Iniciamos através das nossa experiências, valorações familiares e sociais onde nos inserimos e no fundo em tudo aquilo que nos caracteriza, a construção de sujeitos individuais e únicos que somos. Este é o ponto de partida para a formação da singularidade. Nem todos olhamos para o Céu e vemos o mesmo... Por tudo isto, somos desde logo provocados pela nossa consciência que nos vai toldando vontades e conceitos e sonhos e até convicções daquilo que se passa à nossa volta. Através dela podemos definir o que pensamos do resto para além de nós.
Assim sendo, cruzamo-nos com multiplos universos singulares, com as suas legítimas e devidas opiniões singulares que muitas vezes colidem com as as nossas. A atitude desafiadora de cada um, por mais altruísta que possa parecer, mais não é que a tentativa e bem sucedida forma de respeito e compreensão das demais perspectivas singulares que com a nossa possam colidir.
A base para a crítica na maioria dos casos, sem que ela possa ter como objectivo o olhar individual do criticado, acaba por se revelar uma reacção de angustias e medos interiores que na verdade foram (brilhantemente) apresentados mas...não é a nossa! Pois é esse é o problema basilar: o tamanho do nosso ego! Tudo o que com ele colide ou provoca é tratado com uma certa forma de desdém, de reserva, no fundo de medo. Somos e sempre seremos para nós o resultado daquilo que de melhor e mais aproximado com a "nossa" perfeição podemos alcançar. Esta é a nossa ferida.
Porém, no fim, somos e seremos apenas o que guardamos nessa individualidade que é total e inequivocamente nossa. Não adianta querer ser ou definirmos o que julgamos que somos, uma vez que seremos sempre ultrapassados por aquilo que de facto e na verdade somos. Trata-se da assumpção e um conceito a que chamamos de maturidade que nos permite elevar esse nível singular em que vivemos para com tranquilidade e respeito considerarmos os demais universos que com a mesma importância que nós se vão cruzando e revelando.

Aproveitemos para,sem complexos ou receios, admirar e quem sabe subscrever os desafios que outros nos podem apresentar.Sem dramas ou medos. Dificilmente deixaremos de ser nós próprios.
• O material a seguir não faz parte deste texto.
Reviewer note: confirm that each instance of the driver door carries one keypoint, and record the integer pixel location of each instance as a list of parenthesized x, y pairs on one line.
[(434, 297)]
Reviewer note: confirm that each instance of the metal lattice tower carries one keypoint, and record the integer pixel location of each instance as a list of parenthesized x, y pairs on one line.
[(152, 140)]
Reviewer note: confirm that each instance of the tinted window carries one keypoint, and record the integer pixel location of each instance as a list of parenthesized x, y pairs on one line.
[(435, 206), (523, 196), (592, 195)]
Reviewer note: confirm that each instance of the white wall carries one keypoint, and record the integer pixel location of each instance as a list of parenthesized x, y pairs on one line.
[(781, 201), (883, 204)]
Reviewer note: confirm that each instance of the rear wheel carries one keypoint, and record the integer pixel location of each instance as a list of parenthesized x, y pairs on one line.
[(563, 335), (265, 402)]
Mais, para que o medo não seja o papão que nos persegue confundindo-nos com receio da realidade, que seja ele o impulsionador da diferença, e nessa medida da eventual novidade que contribui para nos fazer anvaçar para outro nível de percepção e construção do real.
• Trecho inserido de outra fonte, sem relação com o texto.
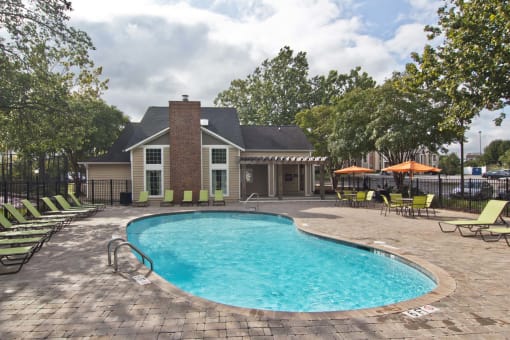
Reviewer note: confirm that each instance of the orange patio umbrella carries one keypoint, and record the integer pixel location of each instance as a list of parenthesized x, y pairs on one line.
[(411, 167), (353, 170)]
Com dignidade e com prudência, mas fundamentalmente, com respeito.

garibaldov said...

O ponto que focas, o da singularidade do indivíduo, serve para me lembrar que não explicitei suficientemente bem a questão da solidão.

De facto, ao tolerarmos a existência de outros universos e aceitarmos as nossas diferenças como aquilo que permite a originalidade do indivíduo, estamos a abrir as portas à descoberta da nossa solidão.Estamos a correr o risco de descobrir algo em nós que não nos liga aos outros. Deparamo-nos com o medo de sermos nós mesmos.É, portanto, preciso saber lidar com a nossa solidão, caso ela nos atinja.

A solução para isto não deve ser, pura e simplesmente, aceitar a legitimidade da opinião de todos mas sim, aceitar a legitimidade do direito do indivíduo de pensar por si próprio sem achar que com isso, estará a ameaçar a legitimidade do próximo.

Compreender o que o outro quer dizer, sem tentar defender-se de uma hipotética intenção ou maneira de ver o mundo que nunca estará totalmente explícita naquilo que é dito.

"Na solidão o homem é a sua verdade – na sociedade tende a ser sua mera convencionalidade ou falsificação. Na realidade autêntica do viver humano, está incluído o dever da frequente retirada para o fundo solitário de si mesmo."

José Ortega y Gasset

Vivemos numa constante fuga da solidão, e logo numa constante fuga de nós mesmos e da nossa realidade.